Au sein de la Confédération canadienne, c’est au Québec qu’un panier de boissons alcoolisées rapporte le moins de recettes au gouvernement, lit-on dans le document. En additionnant les taxes et les redevances, le Québec retire 37 % des recettes de l’ensemble de l’alcool vendu dans la province, alors que la Colombie-Britannique et l’Ontario en perçoivent respectivement 45 % et 44 %.

Les auteurs mettent en parallèle la SAQ et dix autres organisations nord-américaines spécialisées dans la vente d’alcool et remarquent que la société d’État québécoise se compare avantageusement au chapitre de sa performance financière globale.

Pour évaluer les impacts d’une libéralisation du modèle d’affaires, PwC retient une quinzaine de critères, comme le prix des produits, l’accès au réseau, la diversité des produits, les revenus gouvernementaux, les risques d’évasion fiscale, la stimulation de l’emploi, les conditions de travail des employés, l’impact économique régional et le respect des acres de commerce.

Trois scénarios ont été considérés : la privatisation partielle, où la SAQ se départ de ses activités de vente au détail et de son réseau de distribution, mais continue de s’occuper de l’importation et du contrôle de qualité ; la vente d’une partie des succursales à des joueurs privés ; et l’ouverture de certaines gammes de produits actuellement exclusifs à la SAQ, aux épiceries et aux dépanneurs.

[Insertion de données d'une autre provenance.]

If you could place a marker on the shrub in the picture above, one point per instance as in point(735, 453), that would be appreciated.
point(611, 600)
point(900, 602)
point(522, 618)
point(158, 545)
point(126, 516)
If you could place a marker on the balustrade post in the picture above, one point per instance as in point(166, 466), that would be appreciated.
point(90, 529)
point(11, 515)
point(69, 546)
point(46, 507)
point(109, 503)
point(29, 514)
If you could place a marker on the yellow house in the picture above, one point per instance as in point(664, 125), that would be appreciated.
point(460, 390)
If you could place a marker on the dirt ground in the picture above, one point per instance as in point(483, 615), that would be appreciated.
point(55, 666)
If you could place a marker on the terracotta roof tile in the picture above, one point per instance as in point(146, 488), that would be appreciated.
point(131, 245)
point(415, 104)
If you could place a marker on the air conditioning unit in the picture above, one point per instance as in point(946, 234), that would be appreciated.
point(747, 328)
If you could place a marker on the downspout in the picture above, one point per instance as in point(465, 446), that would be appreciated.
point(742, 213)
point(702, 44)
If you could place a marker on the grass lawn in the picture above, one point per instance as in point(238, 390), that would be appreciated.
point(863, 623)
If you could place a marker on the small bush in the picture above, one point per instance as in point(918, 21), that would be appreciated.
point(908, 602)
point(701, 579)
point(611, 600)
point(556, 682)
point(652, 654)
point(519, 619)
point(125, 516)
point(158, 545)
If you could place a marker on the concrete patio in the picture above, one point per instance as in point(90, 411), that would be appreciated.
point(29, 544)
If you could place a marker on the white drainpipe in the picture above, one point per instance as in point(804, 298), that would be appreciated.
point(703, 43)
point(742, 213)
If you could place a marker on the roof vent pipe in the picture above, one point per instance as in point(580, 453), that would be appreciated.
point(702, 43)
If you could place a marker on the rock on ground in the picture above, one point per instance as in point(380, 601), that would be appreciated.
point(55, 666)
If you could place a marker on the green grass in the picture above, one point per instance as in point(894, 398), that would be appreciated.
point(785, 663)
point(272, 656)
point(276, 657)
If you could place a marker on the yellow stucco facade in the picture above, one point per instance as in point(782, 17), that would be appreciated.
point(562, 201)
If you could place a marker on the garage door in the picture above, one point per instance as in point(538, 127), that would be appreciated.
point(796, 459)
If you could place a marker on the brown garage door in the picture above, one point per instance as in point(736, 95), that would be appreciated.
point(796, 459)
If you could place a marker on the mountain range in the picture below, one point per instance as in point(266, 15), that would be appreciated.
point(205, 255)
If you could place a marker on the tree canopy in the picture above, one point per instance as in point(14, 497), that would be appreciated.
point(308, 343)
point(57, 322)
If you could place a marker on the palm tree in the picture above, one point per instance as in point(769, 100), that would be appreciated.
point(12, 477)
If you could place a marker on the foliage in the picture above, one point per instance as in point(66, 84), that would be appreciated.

Pour les deux premiers scénarios, les auteurs avertissent que les « bénéfices découlant de la prise en charge par le privé […] ne garantiront pas une diminution de prix sur les produits pour les consommateurs, alors qu’il est quasi certain que des impacts économiques négatifs se réaliseront, comme les pertes d’emplois, la dégradation des conditions de travail ainsi qu’un impact encore plus négatif pour les consommateurs en région ». Le troisième scénario comporte également son lot d’impacts négatifs « majeurs », bien que les consommateurs puissent y bénéficier d’un accès facilité au produit, peut-on lire dans le rapport.

Le document souligne qu’advenant une privatisation partielle, il est « plutôt probable » que les prix des boissons alcoolisées augmentent avec le temps. Les auteurs prennent l’exemple de l’Alberta et de l’État de Washington, qui ont mis fin au monopole de l’État dans le marché de l’alcool respectivement en 1993 et en 2012.

En cause de la probable hausse des prix : « Il est probable que le privé engrange tous les gains de productivité et tente même d’augmenter les prix pour améliorer le rendement sur ses actifs acquis », évaluent les auteurs.